O problema da educação no Brasil não é a doutrinação, e sim a precariedade no ensino, principalmente público. Não só os alunos faltam nas aulas pelo baixo interesse, como a educação vira algo secundário quando não há o que comer em casa. Em ambientes tão precários e já com pouco interesse, que professor vai se valorizar sobre o guarda-chuva de falar o que os pais querem?

Além de dar condições para que todos tenham acesso a educação e reconheçam a importância disso para o futuro, é preciso unir professores e familiares, como diz a Constituição, em torno do conhecimento, do saber crítico, e principalmente de fatos e não ilusões.
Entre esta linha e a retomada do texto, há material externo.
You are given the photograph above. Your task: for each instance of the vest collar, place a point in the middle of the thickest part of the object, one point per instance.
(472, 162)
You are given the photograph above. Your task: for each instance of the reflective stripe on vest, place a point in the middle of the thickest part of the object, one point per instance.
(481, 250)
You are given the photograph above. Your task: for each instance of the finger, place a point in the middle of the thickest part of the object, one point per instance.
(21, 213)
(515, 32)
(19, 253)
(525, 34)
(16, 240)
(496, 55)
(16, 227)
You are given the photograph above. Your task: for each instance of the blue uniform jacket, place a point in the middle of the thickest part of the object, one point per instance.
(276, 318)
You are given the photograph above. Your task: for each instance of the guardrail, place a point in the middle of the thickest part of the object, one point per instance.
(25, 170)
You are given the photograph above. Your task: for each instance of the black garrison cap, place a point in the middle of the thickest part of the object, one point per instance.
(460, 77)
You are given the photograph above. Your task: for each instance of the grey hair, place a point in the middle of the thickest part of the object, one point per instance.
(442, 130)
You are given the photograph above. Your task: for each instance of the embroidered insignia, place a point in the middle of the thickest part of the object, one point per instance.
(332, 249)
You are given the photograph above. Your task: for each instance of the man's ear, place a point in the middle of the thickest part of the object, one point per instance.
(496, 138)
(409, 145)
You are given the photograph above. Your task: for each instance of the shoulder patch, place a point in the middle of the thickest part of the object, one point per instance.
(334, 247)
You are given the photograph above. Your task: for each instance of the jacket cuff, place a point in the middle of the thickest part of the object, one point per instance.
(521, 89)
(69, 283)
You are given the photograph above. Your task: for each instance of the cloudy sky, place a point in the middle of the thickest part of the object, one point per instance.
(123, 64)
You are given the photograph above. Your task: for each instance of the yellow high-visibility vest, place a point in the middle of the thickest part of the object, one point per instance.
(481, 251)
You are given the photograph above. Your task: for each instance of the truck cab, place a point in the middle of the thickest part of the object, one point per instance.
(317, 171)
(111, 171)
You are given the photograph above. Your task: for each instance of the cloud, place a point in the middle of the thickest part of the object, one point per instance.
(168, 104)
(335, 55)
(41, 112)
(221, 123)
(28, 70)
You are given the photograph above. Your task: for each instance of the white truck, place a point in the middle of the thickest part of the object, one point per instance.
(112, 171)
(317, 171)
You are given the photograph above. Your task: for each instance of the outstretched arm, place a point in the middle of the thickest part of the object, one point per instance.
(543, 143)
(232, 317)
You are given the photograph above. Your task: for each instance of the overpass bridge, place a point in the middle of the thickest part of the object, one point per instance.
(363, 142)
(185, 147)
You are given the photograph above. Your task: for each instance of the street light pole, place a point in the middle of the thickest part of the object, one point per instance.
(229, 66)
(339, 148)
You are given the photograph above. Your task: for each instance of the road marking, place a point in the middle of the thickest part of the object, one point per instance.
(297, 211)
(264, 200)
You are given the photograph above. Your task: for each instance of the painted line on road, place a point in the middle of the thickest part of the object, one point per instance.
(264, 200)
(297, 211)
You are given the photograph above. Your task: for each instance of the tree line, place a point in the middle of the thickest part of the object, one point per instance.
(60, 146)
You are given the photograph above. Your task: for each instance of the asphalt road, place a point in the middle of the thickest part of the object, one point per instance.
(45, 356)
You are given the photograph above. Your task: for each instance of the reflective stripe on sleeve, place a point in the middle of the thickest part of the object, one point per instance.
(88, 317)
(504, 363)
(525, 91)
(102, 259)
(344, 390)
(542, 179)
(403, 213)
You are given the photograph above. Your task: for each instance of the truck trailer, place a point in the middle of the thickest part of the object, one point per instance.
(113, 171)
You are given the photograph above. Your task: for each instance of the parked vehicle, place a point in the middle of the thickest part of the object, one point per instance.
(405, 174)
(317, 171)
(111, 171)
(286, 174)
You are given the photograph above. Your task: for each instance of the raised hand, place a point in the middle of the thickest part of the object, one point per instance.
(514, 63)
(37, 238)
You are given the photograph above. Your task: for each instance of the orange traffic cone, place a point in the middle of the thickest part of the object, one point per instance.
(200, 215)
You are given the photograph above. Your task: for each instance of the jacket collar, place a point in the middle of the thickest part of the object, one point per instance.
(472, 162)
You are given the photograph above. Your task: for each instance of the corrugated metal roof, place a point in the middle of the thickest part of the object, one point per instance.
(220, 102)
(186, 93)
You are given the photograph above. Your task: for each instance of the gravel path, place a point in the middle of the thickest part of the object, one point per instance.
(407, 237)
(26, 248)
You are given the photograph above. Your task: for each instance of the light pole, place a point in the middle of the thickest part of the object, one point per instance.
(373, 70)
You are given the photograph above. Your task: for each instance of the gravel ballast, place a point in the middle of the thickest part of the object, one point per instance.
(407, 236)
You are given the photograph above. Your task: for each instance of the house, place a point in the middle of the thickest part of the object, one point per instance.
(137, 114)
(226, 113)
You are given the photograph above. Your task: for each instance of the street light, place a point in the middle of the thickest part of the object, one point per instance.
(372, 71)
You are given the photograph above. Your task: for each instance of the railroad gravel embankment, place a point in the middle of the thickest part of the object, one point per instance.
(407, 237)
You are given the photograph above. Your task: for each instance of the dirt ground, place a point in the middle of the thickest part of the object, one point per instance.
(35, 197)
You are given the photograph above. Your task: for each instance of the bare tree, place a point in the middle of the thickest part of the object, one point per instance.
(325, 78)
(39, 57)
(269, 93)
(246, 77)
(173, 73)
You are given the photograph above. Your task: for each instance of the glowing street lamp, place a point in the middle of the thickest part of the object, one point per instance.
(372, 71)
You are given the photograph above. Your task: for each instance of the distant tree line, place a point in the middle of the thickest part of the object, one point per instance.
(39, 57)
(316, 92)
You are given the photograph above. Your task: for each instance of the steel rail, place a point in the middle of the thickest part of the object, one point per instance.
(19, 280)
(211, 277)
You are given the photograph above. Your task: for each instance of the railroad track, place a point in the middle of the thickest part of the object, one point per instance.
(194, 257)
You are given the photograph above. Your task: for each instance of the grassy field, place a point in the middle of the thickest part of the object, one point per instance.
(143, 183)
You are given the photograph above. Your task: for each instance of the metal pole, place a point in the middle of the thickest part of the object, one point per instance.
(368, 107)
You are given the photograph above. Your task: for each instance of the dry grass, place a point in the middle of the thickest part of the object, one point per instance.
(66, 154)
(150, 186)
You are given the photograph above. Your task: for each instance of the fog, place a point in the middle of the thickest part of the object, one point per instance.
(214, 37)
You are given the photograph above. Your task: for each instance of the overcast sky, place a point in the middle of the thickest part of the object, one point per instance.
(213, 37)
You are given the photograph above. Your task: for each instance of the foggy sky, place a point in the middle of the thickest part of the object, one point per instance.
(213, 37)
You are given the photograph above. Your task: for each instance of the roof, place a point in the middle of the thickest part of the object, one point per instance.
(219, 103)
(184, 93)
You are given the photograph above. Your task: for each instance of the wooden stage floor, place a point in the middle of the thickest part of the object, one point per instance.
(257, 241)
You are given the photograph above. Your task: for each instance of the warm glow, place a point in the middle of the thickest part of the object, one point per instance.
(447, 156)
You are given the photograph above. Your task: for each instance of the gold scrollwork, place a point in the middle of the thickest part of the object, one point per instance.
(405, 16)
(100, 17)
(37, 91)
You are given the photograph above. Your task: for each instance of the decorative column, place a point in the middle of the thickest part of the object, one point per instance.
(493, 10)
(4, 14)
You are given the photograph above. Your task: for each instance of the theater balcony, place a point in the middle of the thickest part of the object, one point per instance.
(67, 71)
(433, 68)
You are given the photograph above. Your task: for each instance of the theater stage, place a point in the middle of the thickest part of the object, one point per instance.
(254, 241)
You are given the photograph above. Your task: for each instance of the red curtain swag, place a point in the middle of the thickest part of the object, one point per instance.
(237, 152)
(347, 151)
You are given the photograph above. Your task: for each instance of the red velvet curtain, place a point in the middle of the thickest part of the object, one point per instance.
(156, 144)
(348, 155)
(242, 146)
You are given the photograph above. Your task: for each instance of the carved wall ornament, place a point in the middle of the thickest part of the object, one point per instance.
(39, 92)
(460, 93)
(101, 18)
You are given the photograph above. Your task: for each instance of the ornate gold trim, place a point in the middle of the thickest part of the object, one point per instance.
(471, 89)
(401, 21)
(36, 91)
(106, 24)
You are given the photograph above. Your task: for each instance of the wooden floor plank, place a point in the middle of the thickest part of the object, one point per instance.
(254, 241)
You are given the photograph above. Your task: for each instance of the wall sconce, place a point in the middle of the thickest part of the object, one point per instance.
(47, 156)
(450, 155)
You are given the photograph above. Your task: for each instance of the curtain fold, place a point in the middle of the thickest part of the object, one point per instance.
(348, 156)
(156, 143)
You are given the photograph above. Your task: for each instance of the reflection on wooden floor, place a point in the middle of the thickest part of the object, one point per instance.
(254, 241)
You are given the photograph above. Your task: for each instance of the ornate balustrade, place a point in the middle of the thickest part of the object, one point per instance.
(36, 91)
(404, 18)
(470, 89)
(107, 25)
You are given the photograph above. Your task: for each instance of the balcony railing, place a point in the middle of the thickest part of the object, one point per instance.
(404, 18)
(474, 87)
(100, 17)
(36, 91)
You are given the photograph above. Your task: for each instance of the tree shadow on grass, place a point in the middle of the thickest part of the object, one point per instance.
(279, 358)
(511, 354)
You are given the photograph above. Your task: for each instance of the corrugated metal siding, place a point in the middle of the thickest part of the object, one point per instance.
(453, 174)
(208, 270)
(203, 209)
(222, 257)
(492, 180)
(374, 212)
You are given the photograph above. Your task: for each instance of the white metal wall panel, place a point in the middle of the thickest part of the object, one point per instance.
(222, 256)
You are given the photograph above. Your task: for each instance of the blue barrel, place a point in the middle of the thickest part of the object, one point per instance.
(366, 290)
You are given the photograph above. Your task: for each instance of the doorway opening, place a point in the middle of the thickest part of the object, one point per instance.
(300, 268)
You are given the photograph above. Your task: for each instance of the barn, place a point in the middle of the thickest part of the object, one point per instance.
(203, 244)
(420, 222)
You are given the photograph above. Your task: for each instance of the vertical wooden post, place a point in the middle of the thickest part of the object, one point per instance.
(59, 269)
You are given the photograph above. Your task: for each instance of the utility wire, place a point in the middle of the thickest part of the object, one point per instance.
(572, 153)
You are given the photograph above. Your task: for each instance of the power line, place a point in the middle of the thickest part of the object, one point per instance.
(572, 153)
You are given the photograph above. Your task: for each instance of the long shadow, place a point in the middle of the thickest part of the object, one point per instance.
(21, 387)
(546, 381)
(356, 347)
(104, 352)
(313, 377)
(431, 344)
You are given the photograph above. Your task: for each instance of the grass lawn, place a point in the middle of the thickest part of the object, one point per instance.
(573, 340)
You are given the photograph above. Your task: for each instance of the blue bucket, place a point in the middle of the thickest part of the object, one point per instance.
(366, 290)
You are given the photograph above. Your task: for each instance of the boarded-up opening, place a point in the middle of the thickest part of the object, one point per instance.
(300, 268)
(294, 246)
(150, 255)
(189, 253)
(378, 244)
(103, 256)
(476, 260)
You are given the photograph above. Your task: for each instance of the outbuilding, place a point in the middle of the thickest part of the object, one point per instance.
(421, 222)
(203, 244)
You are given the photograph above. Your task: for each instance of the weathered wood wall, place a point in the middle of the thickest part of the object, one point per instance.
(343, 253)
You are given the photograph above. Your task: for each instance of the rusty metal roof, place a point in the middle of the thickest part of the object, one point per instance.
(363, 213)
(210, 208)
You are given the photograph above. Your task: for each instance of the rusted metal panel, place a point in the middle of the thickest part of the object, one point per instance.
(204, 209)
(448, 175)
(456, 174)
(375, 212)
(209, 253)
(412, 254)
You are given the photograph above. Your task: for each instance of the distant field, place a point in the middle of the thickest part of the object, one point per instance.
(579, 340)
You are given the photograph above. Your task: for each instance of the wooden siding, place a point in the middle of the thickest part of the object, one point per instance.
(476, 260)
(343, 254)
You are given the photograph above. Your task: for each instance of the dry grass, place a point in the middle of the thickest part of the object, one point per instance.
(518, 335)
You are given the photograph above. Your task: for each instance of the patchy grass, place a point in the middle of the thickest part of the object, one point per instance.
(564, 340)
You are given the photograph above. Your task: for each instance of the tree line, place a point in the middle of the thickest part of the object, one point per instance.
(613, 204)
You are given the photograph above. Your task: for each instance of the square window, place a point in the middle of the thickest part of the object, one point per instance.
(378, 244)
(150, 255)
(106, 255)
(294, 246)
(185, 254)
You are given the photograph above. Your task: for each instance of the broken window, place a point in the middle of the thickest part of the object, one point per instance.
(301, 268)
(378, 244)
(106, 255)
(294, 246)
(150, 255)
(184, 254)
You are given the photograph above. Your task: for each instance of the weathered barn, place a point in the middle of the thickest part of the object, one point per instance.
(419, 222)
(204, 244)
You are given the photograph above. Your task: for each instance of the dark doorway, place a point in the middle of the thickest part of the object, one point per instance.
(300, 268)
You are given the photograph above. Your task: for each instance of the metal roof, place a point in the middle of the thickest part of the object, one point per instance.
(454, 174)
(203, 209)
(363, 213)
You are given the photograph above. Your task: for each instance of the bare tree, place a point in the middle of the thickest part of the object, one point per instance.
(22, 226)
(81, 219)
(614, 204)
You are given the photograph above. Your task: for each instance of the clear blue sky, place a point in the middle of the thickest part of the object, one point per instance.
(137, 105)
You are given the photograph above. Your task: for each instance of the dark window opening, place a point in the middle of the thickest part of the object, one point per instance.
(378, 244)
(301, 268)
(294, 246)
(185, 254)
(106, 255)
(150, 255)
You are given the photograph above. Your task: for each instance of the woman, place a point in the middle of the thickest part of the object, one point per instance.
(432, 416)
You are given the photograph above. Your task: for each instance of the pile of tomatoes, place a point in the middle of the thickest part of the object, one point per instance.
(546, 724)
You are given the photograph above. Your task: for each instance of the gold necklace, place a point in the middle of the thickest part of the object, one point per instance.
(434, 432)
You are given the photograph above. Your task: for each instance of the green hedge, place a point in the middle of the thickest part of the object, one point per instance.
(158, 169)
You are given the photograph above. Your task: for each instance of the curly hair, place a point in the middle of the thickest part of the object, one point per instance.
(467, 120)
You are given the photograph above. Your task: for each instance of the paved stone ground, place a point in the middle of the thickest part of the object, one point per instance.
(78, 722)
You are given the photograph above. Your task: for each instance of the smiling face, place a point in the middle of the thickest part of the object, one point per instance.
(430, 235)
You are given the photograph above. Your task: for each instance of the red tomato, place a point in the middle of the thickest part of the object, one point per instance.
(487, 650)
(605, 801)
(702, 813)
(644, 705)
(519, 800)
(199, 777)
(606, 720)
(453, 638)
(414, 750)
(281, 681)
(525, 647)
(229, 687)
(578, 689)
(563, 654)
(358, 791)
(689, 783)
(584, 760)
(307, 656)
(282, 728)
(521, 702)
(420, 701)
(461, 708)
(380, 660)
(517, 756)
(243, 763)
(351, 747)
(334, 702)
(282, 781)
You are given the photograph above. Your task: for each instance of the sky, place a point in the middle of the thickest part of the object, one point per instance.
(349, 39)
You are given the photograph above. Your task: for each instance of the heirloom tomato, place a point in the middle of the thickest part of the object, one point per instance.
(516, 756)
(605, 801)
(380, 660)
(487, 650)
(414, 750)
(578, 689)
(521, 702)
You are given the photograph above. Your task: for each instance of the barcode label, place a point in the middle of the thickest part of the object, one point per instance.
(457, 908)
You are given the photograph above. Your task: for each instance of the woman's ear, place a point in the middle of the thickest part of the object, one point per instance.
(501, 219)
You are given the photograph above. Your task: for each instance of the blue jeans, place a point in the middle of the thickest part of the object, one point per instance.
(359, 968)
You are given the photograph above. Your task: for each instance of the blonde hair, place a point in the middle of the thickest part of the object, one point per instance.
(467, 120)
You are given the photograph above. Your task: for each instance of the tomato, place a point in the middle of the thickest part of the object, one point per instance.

Se isso ainda não te convenceu, abaixo vai um apêndice com o passado dos idealizadores do ESP, haja lama!

Mentores do Escola Sem Partido (e porque não confiar neles)

Izalci Lucas (PSDB-DF) — Hoje eleito senador, foi relator da PL na Câmara, já respondeu a 6 ações: Falsidade Ideológica para fins eleitorais, desvio de dinheiro público (3x), teve sua prestação de conta rejeitada em 2006 e em 2016 não apresentou sua prestação para a eleição, em sua campanha eleitoral o deputado Izalci recebeu doações de empresas que depois foram agraciadas com recursos do Programa DF-Digital sem que precisassem se submeter a licitação pública. O STF abriu suas contas em 2017. Veja o andamento dos processos aqui.

Flávio Bolsonaro (PSL-RJ) — Foi eleito senador nos pleitos de 2018 também, com 4 milhões de votos cariocas. Flávio entrou na política em 2003 seguindo os passos de seu pai, e não possui denúncias no STF. Ficou conhecido por divulgar mentiras sobre as eleições deste ano, entre elas o compartilhamento de um vídeo que acusava as urnas como fraudulentas. O senador eleito também teve sua conta no WhatsApp suspensa por "comportamento de spam".